凤氏听到耳旁的温柔呼唤,缓缓睁开双眼。
见是曾经明艳动人,如今却要仰人鼻息的女儿,她既心疼又内疚。
心疼她往后的不易。
内疚自己没有撑住这个家,家产被人谋夺,女儿也要小心谨慎地过活。
未语先泪,她伸出枯瘦的手指,满是怜爱地抚摸凤颜倾的脸颊。
“对不起颜倾,娘亲护不住你了,以后都要你自己走了。”
凤颜倾的脑中闪过与她相处的画面。
她说,你要好好读书,将来才能看懂账本。
她说,你要学好算学,看账本的时候才不会被人糊弄。
她说,你要勤快一点,练好拳脚,才不会被人欺负。
可惜那时年少,觉得母亲的教导是捆绑她的绳子,朱氏的宽容与娇宠才是香甜的蜜糖。
未出嫁的时候,怨恨她,远离她。
事事听从朱氏的建议与安排。
不过。
好在,自己已经不是那个眼瞎心盲,文不成武不就蠢货。
面对母亲遗言般的交代,她可以底气十足地说:“没关系,以后就由女儿来护你,咱们一起走。”

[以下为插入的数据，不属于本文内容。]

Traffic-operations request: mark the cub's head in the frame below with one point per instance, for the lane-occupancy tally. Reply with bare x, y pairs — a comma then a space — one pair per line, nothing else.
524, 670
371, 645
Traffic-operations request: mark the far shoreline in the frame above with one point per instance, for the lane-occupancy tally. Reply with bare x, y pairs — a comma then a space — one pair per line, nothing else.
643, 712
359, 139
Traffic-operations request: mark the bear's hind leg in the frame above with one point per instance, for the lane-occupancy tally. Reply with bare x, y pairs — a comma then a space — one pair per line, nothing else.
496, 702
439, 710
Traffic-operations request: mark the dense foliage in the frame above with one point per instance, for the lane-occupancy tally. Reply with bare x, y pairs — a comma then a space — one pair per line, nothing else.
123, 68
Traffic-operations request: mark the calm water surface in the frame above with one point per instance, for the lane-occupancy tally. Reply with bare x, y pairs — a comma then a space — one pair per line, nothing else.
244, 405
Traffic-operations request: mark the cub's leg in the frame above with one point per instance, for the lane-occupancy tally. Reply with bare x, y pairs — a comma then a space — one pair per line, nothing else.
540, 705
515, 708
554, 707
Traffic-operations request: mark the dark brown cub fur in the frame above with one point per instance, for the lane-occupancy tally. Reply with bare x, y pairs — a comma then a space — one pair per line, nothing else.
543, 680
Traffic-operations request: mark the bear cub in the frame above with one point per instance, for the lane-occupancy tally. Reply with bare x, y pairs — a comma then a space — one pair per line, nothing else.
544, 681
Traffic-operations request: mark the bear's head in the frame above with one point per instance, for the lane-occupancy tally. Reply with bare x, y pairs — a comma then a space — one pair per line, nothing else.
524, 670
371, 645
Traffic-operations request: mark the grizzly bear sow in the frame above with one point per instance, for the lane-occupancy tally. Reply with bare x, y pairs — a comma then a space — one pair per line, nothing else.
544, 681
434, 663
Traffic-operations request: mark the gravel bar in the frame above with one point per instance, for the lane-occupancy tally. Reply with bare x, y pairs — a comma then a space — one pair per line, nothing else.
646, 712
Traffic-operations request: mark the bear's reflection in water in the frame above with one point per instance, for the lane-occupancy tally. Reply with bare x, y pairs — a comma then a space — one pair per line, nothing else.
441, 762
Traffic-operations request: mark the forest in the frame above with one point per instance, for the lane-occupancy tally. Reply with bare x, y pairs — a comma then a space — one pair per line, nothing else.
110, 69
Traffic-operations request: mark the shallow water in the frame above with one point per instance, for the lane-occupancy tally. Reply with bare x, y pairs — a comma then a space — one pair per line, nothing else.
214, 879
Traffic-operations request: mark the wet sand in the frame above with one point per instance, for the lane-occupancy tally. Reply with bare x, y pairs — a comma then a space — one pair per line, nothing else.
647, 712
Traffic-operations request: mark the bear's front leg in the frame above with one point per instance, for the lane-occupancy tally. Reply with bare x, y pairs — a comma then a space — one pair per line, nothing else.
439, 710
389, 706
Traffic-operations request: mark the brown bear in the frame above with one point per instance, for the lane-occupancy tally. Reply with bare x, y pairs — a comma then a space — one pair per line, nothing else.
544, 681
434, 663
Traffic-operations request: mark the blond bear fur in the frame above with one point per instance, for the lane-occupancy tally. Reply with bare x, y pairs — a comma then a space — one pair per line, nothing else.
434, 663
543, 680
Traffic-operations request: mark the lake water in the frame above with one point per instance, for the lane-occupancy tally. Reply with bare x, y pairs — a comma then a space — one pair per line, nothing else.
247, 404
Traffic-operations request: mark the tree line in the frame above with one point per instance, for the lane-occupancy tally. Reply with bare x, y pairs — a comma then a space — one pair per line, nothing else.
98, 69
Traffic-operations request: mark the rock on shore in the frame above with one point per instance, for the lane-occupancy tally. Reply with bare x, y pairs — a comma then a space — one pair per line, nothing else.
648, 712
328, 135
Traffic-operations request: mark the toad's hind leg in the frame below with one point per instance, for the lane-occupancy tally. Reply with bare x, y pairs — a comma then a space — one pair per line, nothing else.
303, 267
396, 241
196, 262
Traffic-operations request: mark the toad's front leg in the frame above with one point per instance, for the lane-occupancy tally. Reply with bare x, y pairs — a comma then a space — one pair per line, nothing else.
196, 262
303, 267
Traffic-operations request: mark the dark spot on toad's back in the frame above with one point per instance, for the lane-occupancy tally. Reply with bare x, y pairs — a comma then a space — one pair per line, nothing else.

凤氏今年不过三十五岁,把身子调理好,再活二三十年根本不成问题。
但是凤氏却没有凤颜倾那么乐观。
可听了凤颜倾充满孝心的话语,她还是强迫自己,给了她一个无比灿烂的微笑。
看着她脸上的笑容,凤颜倾心底的暖意,也渐渐浮上了心头。
“夫人,该喝药了。”
突然,一个陌生的丫鬟,端着一碗黑乎乎的汤药,来到凤氏的身边道。
凤氏顺势而起。
凤颜倾则把目光转向四围。
刚才心系母亲,没有注意。
现在注意了。
她这才恍然发现,母亲身旁的丫鬟和嬷嬷,已经全从忠心的老人,换成了面孔陌生的新人。
是谁所为,目的为何,已经不言而喻。
她气恼。
当着病弱母亲的面,她没有发作。
可当那碗汤药从自己面前经过,浓重的药味闯入鼻中时。